Figure 1 The code flow structure of H.


Application of 3-H code stream analysisIn some cases, information such as the width of the image and the height of the image can be obtained directly from a stream of H. The following is a description of how to obtain relevant information: Image information is stored in the Network extraction layer (NAL) of the RBSP structure, to obtain information about the image, we need to obtain the relevant bits of the image. According to the RBSP structure, to obtain the PIC_WIDTH_IN_MBS_MINUS1 and Pic_height_in_map_units_minus1 two values, then the width is (pic_width_in_mbs_minus1+1) *16, the height is ( pic_height_in_map_units_minus1+1) *16, but some cases have to consider the value of nnum_ref_frames, typically 1. 3.1 Obtaining test data Device: Sunnic (IP Cam) Name: St100factoryfirmware version: P8B8 video format: H. 1 The device resolution is set to 176*144, a set of data is captured using the ethereal and other grab tools, and after the corresponding RTP header is removed, This data is 0x00,0x00,0x00,0x01,0x67,0x42,0x00,0x1e,0x99,0xa0,0xb1,0x31. (2) The device resolution is set to 720*240, using the ethereal and other grasping kit tool to grasp a set of data, and remove the corresponding RTP header, the data is 0x00,0x00,0x00,0x01,0x67,0x42,0xe0,0x1e,0xda,0x82, 0xd1,0xf1. (3) The device resolution is set to 720*480, using the ethereal and other grasping kit tool to grasp a set of data, and remove the corresponding RTP header, the data is 0x00,0x00,0x00,0x01,0x67,0x42,0xe0,0x1e,0xdb,0x82, 0xd1,0xf1.

H264 Flow, frame structure

Contact Us

The content source of this page is from Internet, which doesn't represent Alibaba Cloud's opinion; products and services mentioned on that page don't have any relationship with Alibaba Cloud.
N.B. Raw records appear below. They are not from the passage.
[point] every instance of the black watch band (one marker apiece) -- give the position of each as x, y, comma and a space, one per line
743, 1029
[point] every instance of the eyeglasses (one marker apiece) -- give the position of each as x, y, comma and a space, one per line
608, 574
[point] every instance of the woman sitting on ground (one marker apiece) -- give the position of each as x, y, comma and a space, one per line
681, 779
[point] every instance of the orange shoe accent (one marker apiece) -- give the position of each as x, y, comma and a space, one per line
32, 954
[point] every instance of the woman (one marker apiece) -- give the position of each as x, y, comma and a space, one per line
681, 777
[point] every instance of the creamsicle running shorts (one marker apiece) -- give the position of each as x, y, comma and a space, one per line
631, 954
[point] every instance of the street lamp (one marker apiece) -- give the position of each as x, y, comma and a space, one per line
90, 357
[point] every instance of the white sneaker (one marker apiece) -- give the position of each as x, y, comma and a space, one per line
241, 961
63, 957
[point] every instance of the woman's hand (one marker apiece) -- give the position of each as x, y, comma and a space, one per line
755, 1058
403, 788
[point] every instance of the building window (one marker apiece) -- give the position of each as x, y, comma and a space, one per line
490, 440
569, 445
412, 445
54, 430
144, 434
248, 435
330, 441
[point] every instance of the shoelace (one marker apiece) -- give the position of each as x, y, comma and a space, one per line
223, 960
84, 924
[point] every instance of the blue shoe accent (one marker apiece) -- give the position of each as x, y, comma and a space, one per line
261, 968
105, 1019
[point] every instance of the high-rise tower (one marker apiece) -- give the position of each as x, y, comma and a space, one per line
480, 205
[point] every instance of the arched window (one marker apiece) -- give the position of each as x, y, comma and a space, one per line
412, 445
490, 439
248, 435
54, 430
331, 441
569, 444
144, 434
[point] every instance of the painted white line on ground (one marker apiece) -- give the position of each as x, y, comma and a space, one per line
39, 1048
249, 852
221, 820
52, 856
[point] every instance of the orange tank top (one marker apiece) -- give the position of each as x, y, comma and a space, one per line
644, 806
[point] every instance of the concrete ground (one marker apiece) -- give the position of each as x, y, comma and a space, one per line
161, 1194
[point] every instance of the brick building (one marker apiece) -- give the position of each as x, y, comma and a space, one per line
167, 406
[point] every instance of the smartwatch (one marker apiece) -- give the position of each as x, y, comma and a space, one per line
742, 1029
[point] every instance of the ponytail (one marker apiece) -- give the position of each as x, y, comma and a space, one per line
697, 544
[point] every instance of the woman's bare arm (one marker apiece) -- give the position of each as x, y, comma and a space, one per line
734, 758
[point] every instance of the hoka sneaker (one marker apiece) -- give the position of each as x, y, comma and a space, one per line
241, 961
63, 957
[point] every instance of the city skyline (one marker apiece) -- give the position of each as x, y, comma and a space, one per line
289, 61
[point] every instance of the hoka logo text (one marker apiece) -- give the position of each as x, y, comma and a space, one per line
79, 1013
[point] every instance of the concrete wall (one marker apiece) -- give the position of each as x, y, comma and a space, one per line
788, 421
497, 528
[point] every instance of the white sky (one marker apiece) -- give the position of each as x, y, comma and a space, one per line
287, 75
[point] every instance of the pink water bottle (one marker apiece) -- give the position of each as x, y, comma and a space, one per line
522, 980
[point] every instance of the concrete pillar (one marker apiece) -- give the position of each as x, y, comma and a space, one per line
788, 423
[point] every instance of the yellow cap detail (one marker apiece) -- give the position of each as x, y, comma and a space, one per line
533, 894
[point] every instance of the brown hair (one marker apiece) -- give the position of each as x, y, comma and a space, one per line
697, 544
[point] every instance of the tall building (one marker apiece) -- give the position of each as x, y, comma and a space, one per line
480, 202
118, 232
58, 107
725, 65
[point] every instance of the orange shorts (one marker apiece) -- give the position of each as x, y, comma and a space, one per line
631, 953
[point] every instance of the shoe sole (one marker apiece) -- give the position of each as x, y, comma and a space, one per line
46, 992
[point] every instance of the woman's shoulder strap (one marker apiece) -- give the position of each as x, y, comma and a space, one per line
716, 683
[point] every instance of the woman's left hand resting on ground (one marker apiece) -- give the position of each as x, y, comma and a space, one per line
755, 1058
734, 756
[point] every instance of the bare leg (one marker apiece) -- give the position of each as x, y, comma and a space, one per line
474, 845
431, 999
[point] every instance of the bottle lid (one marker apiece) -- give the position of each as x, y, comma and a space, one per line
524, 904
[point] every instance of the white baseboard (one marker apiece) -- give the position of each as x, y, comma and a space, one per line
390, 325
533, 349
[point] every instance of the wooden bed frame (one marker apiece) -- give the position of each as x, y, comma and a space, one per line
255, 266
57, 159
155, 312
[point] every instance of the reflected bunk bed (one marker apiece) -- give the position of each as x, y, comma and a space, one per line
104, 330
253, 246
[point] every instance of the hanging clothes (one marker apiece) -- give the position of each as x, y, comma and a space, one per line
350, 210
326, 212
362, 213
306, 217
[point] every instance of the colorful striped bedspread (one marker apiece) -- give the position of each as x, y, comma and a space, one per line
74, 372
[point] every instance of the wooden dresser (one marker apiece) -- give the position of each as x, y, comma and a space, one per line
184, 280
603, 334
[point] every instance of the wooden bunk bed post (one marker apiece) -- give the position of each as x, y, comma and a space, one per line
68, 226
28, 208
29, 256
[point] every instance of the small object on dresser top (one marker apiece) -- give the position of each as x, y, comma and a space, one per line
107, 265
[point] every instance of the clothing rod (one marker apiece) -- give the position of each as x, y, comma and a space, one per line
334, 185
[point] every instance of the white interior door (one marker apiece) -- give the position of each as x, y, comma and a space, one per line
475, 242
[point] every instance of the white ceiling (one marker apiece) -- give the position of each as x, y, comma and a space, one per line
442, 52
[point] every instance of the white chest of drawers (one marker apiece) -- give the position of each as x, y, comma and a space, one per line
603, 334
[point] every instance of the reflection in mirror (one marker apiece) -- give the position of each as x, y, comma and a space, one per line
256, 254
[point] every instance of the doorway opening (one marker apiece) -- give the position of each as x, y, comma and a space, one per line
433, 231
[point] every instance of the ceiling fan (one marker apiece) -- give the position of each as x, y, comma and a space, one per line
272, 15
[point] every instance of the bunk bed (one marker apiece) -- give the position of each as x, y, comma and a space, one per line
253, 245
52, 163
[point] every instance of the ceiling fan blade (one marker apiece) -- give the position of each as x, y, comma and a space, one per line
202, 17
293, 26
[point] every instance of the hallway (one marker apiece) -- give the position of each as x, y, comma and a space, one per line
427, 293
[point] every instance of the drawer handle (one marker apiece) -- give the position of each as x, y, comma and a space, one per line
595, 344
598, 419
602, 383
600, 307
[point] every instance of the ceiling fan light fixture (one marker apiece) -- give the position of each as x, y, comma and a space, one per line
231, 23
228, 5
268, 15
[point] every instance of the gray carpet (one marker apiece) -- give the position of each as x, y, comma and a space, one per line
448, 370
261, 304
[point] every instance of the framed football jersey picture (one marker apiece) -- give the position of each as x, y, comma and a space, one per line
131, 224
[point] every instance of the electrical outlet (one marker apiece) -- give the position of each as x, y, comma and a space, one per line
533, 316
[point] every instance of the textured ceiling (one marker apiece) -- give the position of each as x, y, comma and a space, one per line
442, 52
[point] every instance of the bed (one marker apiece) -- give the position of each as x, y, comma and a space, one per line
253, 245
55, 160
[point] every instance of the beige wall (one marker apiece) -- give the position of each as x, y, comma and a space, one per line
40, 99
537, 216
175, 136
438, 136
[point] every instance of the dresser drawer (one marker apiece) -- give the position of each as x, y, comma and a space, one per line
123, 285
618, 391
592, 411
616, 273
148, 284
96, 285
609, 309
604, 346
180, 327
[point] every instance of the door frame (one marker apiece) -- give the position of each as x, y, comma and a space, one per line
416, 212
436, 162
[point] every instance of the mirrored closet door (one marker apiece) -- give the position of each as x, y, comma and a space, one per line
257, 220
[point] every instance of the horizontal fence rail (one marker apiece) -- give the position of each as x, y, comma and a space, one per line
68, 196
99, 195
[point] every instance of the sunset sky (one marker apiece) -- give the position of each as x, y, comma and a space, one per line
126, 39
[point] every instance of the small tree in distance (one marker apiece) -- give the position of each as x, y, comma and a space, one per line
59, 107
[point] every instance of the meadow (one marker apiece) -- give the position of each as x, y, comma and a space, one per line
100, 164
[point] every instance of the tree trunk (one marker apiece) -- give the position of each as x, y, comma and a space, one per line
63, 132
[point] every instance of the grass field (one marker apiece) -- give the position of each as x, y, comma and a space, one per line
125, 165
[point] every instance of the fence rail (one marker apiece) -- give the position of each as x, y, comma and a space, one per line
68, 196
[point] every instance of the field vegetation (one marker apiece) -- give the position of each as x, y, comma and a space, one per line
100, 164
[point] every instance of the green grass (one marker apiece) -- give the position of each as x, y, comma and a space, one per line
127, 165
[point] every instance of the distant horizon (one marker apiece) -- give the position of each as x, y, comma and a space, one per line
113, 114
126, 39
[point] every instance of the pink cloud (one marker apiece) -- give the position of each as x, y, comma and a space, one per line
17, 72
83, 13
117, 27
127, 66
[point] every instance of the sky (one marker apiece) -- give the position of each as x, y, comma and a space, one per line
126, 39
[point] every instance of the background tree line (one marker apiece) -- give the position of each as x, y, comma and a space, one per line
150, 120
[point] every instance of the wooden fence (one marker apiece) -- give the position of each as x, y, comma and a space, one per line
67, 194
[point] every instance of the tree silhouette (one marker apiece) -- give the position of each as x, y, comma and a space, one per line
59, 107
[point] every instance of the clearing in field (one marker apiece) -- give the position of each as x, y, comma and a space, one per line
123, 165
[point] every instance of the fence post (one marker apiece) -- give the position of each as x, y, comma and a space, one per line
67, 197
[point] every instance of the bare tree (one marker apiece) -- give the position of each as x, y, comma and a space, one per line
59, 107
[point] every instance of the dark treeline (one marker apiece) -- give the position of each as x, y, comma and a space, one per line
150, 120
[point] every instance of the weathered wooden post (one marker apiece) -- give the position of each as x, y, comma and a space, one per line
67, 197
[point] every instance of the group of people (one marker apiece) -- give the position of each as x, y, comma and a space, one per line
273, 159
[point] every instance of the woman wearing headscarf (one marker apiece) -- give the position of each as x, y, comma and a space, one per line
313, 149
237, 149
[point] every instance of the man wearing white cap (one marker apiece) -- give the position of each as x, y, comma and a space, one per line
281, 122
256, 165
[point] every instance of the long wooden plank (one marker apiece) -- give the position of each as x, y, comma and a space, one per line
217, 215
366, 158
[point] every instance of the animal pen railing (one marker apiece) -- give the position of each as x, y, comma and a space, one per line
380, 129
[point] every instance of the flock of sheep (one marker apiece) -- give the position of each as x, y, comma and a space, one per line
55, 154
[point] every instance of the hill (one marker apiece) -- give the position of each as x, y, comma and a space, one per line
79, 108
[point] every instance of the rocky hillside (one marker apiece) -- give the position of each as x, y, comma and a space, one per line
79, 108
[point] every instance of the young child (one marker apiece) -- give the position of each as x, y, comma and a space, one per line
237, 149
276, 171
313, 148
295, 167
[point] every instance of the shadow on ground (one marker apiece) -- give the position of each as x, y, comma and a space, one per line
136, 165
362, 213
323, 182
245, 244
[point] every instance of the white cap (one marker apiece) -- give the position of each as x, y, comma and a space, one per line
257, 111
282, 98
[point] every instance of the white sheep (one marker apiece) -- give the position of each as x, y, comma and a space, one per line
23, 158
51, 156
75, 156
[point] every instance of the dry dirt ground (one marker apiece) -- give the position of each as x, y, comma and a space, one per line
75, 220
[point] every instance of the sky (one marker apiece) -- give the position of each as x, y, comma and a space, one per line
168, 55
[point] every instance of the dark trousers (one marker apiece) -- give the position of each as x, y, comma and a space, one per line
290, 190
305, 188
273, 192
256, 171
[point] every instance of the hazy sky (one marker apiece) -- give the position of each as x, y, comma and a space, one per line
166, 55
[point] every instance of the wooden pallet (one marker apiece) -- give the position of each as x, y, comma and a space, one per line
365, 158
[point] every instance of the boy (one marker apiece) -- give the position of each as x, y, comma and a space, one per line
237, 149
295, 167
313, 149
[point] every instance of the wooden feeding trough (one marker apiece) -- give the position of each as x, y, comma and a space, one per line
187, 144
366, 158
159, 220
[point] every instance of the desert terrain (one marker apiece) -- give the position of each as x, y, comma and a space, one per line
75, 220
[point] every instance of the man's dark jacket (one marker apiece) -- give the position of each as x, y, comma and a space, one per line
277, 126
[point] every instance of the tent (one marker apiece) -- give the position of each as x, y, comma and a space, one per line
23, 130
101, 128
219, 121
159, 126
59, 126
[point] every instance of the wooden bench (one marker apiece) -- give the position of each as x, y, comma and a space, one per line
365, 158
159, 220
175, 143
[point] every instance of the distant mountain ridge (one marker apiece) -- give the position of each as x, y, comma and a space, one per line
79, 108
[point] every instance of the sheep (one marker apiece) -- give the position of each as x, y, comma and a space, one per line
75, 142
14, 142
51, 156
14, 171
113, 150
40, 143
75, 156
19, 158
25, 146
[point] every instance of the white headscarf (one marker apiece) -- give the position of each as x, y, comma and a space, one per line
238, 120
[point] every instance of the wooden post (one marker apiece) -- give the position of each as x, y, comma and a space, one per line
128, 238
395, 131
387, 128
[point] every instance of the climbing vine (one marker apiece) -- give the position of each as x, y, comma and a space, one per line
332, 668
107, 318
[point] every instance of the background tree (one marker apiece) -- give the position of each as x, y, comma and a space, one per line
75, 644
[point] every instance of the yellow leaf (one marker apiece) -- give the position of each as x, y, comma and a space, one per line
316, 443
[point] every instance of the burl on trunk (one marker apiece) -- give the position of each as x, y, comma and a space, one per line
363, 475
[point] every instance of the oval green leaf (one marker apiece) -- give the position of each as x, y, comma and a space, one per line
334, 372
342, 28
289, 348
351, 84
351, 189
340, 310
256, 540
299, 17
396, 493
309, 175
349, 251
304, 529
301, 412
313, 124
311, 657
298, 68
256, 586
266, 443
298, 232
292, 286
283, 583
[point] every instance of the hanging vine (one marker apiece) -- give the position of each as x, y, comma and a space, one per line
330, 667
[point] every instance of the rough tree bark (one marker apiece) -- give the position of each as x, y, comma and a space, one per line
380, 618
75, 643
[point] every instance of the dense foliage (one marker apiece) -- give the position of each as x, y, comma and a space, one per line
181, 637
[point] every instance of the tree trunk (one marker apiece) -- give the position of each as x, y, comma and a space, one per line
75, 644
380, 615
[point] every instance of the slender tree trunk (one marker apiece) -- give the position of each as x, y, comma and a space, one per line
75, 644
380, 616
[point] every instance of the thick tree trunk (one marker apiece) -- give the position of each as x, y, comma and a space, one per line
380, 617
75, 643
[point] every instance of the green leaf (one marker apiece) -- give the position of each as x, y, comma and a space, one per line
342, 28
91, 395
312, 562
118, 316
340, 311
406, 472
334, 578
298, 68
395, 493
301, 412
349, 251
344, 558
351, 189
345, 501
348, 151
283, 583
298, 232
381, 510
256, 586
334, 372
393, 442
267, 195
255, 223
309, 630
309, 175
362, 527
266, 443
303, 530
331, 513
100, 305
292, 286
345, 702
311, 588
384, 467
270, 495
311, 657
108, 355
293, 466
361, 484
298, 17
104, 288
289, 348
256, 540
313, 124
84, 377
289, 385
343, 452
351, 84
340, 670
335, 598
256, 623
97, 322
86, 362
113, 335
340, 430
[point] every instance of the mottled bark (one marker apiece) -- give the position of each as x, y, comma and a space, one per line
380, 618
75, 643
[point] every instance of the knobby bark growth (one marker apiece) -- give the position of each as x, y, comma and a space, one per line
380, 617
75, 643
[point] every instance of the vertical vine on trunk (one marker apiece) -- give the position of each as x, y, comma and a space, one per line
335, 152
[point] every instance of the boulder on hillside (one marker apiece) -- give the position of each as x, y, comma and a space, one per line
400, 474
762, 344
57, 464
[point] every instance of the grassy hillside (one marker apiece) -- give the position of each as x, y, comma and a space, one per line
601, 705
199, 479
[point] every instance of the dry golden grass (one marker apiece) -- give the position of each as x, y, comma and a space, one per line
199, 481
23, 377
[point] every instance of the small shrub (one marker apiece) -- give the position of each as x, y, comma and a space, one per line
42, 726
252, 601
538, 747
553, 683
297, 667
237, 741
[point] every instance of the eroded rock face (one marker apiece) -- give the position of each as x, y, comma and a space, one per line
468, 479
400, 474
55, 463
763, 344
If the content of the page makes you feel confusing, please write us an email, we will handle the problem within 5 days after receiving your email.

If you find any instances of plagiarism from the community, please send an email to: info-contact@alibabacloud.com and provide relevant evidence. A staff member will contact you within 5 working days.

A Free Trial That Lets You Build Big!

Start building with 50+ products and up to 12 months usage for Elastic Compute Service

  • Sales Support

    1 on 1 presale consultation

  • After-Sales Support

    24/7 Technical Support 6 Free Tickets per Quarter Faster Response

  • Alibaba Cloud offers highly flexible support services tailored to meet your exact needs.